Entah apa yang akan dikatakannya pada ibunya kelak, dia mungkin sangat malu
atas peristiwa ini, bunuh dirinya seorang pelacur yang coba dia sadarkan dari
gelimang maksiat. Sungguh waktu tiga tahun bukanlah pendek bagi perjuangan yang
dilakukan seorang anak bupati yang telah memilih takdirnya untuk mencintai
seorang mantan pelacur yang dendam
kepada ayahnya sendiri.
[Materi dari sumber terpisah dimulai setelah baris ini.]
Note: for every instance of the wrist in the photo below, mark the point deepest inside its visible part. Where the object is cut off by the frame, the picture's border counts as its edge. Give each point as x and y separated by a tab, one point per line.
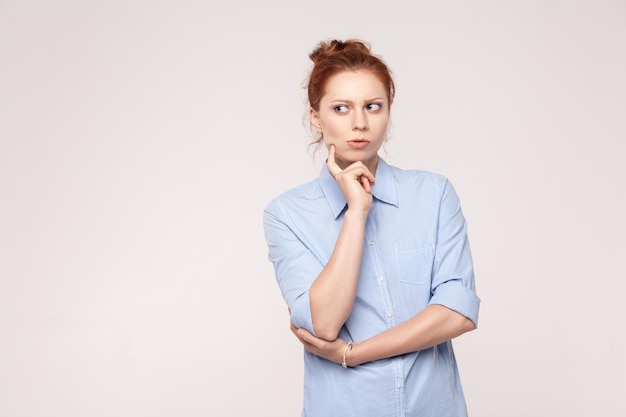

Cinta telah menentukan takdirnya dan mungkin semua
sudah sampai pada batas yang tidak mampu ditembus oleh tangan-tangan kecil
manusia.
Dia mencoba mengingat apa saja yang
telah dia lakukan untuk perempuan lacur yang telah tidur untuk selamanya di
bawah gundukan tanah kuburan, mencoba membimbing dan memberi pengertian bahwa
segala yang terjadi adalah hal yang harus terjadi dan mencoba membalas dendam
pada keadaan adalah hal konyol yang sesungguhnya tidak perlu dilakukan. Satu
hal yang membuat pemuda itu selalu mengingat kekasihnya yang lacur yakni tidak
pernah menentang ibunya, hal yang justru dilakukan oleh pemuda itu saat
mengutarakan niat untuk meminang Sri Wulansih dari desa Sendang Galuh.